Christophe Gleizes renonce à son recours et espère une grâce présidentielle en Algérie

La famille du journaliste français Christophe Gliezes, condamné à sept ans de prison en Algérie, a annoncé qu’il renonce à son pourvoi en cassation, dans l’espoir d’obtenir une grâce du président de la République Abdelmadjid Tebboune.

Sa mère, Sylvie Godard, a indiqué que la famille avait décidé que Christophe retirerait son recours en cassation, affirmant qu’il a choisi de remettre entièrement son sort entre les mains du président Tebboune, qualifiant cette décision de geste fort et hautement symbolique.

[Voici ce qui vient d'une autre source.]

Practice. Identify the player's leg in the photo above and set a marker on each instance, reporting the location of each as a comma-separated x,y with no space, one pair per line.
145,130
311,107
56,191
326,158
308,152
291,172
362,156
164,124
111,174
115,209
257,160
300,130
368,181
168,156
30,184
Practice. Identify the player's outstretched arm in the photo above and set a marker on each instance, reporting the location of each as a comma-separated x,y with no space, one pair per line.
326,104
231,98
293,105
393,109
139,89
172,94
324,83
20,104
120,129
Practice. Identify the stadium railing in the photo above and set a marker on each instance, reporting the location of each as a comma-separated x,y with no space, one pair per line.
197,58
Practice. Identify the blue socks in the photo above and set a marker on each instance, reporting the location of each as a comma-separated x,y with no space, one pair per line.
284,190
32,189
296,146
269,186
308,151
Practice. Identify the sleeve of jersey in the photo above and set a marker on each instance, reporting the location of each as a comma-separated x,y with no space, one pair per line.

De son côté, la famille a exprimé l’espoir que le climat d’apaisement actuel entre l’Algérie et la France puisse favoriser sa libération, selon les déclarations de son beau-père, Francis Godard, rapportées par l’Agence France-Presse.

La famille estime également que l’affaire Christophe ne peut être dissociée des tensions ayant marqué les relations entre les deux pays, considérant que les signaux actuels suggèrent l’ouverture d’une nouvelle phase, notamment après la visite du ministre Nunez en Algérie.

La présidente de l’association France-Algérie, Ségolène Royal, avait pour sa part affirmé que le journaliste Christophe Gliezes refuse toute instrumentalisation politique de son cas.

Elle a également révélé, en citant sa famille et ses propres déclarations, qu’il n’a donné aucun accord pour l’utilisation de son nom dans une stratégie politique.

Elle estime que cela lui porte préjudice et va à l’encontre de l’esprit d’une demande de grâce, laquelle doit être formulée librement et dans le respect d’une décision judiciaire non contestée par l’intéressé.

De son côté, le ministre français des Affaires étrangères, Jean-Noël Barrot, avait déclaré en février dernier que Paris poursuivait sans relâche ses efforts pour obtenir la libération de Gliese.

Concernant l’affaire, Christophe Gliezes avait été arrêté le 28 mai 2024 et placé sous contrôle judiciaire. Il est poursuivi pour entrée sur le territoire avec un visa touristique sans autorisation journalistique, apologie du terrorisme, et possession de publications portant atteinte à l’intérêt national, après avoir préparé un article sur le club de la Jeunesse sportive de Kabylie à Tizi Ouzou.

Les autorités algériennes lui reprochent également d’avoir eu des contacts, en 2015 et 2017, avec un responsable du club de la JS Kabylie, également lié au mouvement « MAK », classé organisation terroriste par l’Algérie en 2021.

La cour d’appel de Tizi Ouzou a confirmé début décembre la peine prononcée en première instance, maintenant ainsi la condamnation à sept ans de prison.

Lors de l’audience, Gliezes (36 ans) a demandé la clémence de la justice, reconnaissant avoir commis « plusieurs erreurs professionnelles malgré de bonnes intentions », et sollicitant la « miséricorde » afin de pouvoir « rejoindre sa famille ».

Il a également admis qu’il aurait dû demander un visa de journaliste plutôt qu’un visa touristique pour entrer en Algérie afin de réaliser son reportage.